South Africa's white business establishment was urged yesterday to seek forgiveness for "collaborating" with the apartheid authorities and to contribute to a reparation fund for the victims of the oppressive system. The exhortation came from Archbishop Desmond Tutu, chairman of the Truth and Reconciliation Commission, on the opening day of the commission's three-day hearings on the role of business during the apartheid era.
It would be wonderful if business notables admitted their sins of omission and commission and said "here is 10 million rand for the President's fund", he said.
Prof Sampie Terblanche of the University of Stellenbosch, argued for the imposition of a wealth tax on businessmen who benefited from apartheid. Dr Terblanche, a former supporter of the National Party and member of the secret Afrikaner Broederbond or Brotherhood who underwent a political conversion in the 1980s, proposed that the tax should be imposed on anyone with assets worth more than two million rand.
In a damning indictment of the business community, the Congress of South African Trade Unions (Cosatu) accused business notables and corporations of willingly benefiting from apartheid. It defined apartheid as a "super exploitative cheap labour system", in which the primary beneficiaries were the white elite and the primary victims black workers.

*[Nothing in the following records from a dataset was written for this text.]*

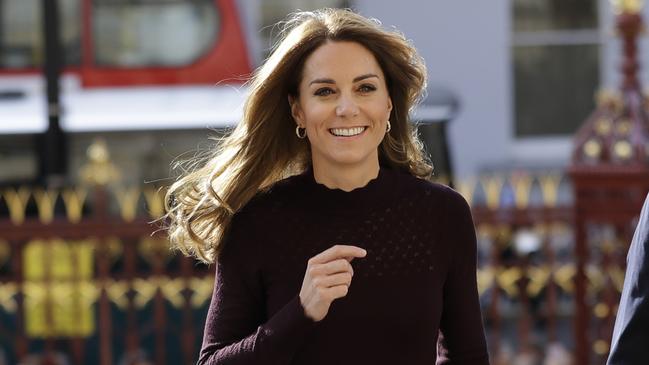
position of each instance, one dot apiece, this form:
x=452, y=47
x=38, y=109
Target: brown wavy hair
x=263, y=148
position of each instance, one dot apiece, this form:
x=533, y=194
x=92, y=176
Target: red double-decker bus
x=128, y=64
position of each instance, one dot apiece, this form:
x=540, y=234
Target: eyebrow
x=331, y=81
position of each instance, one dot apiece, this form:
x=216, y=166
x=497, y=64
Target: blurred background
x=535, y=112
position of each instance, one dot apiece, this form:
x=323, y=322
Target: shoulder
x=429, y=192
x=274, y=197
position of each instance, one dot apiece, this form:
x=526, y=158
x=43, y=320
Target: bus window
x=21, y=33
x=149, y=33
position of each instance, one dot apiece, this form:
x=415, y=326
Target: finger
x=333, y=267
x=334, y=280
x=336, y=252
x=337, y=291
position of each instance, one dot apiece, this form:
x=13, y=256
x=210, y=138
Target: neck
x=345, y=177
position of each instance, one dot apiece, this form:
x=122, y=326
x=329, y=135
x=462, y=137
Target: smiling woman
x=344, y=105
x=324, y=170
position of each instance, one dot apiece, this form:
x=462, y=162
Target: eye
x=325, y=91
x=366, y=88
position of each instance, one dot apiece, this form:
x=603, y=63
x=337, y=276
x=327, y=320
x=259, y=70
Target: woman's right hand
x=327, y=278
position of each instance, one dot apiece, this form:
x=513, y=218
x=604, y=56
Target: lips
x=347, y=132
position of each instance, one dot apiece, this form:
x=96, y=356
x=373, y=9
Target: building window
x=555, y=53
x=132, y=33
x=21, y=33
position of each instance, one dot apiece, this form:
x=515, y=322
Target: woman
x=331, y=247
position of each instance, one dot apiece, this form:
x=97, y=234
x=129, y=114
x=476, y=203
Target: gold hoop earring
x=298, y=134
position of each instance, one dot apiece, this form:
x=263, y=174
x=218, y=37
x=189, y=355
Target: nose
x=346, y=107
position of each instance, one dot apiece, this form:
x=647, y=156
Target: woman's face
x=344, y=105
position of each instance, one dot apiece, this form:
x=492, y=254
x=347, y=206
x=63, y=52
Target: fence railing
x=85, y=277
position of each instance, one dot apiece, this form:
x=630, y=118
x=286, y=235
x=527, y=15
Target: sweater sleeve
x=236, y=330
x=631, y=332
x=461, y=338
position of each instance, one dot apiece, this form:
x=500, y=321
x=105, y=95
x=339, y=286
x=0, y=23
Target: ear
x=296, y=111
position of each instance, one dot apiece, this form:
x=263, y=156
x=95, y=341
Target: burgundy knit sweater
x=413, y=297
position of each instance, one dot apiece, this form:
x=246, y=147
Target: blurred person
x=630, y=343
x=323, y=184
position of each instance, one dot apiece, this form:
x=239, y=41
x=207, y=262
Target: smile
x=347, y=132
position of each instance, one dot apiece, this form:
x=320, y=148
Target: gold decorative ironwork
x=172, y=289
x=155, y=202
x=5, y=251
x=627, y=6
x=600, y=347
x=152, y=249
x=522, y=185
x=73, y=200
x=603, y=126
x=485, y=279
x=145, y=290
x=7, y=293
x=99, y=170
x=466, y=189
x=492, y=186
x=127, y=199
x=17, y=203
x=507, y=280
x=117, y=293
x=617, y=277
x=592, y=149
x=58, y=288
x=564, y=277
x=601, y=310
x=609, y=99
x=596, y=279
x=623, y=149
x=550, y=188
x=45, y=200
x=539, y=277
x=623, y=127
x=202, y=290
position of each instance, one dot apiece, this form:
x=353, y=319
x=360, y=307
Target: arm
x=235, y=332
x=631, y=333
x=461, y=339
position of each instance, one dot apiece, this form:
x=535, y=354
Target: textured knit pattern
x=413, y=298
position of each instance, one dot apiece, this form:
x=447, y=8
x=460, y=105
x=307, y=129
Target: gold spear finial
x=627, y=6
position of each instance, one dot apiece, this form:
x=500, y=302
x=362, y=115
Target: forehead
x=340, y=61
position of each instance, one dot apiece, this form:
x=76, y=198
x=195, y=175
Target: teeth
x=347, y=131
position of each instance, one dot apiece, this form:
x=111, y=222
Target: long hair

Chastising business leaders for sending 20 billion rand out of South Africa during the 1970s and 1980s, Cosatu said: "We propose a system of redress which combines reparations and on-going social transformation."
While submissions from some business institutions acknowledged their support for the National Party - which introduced apartheid after its election victory in 1948 - the majority, including the giant Anglo American Corporation - emphasised their contribution to South Africa's economic development and their role in pressing for reform.
Denying that there was a cosy symbiosis between previous apartheid governments and business, Mr Raymond Parson, director-general of the South African Chamber of Business, argued that government policies impacted negatively on business and that his organisation sought to change them.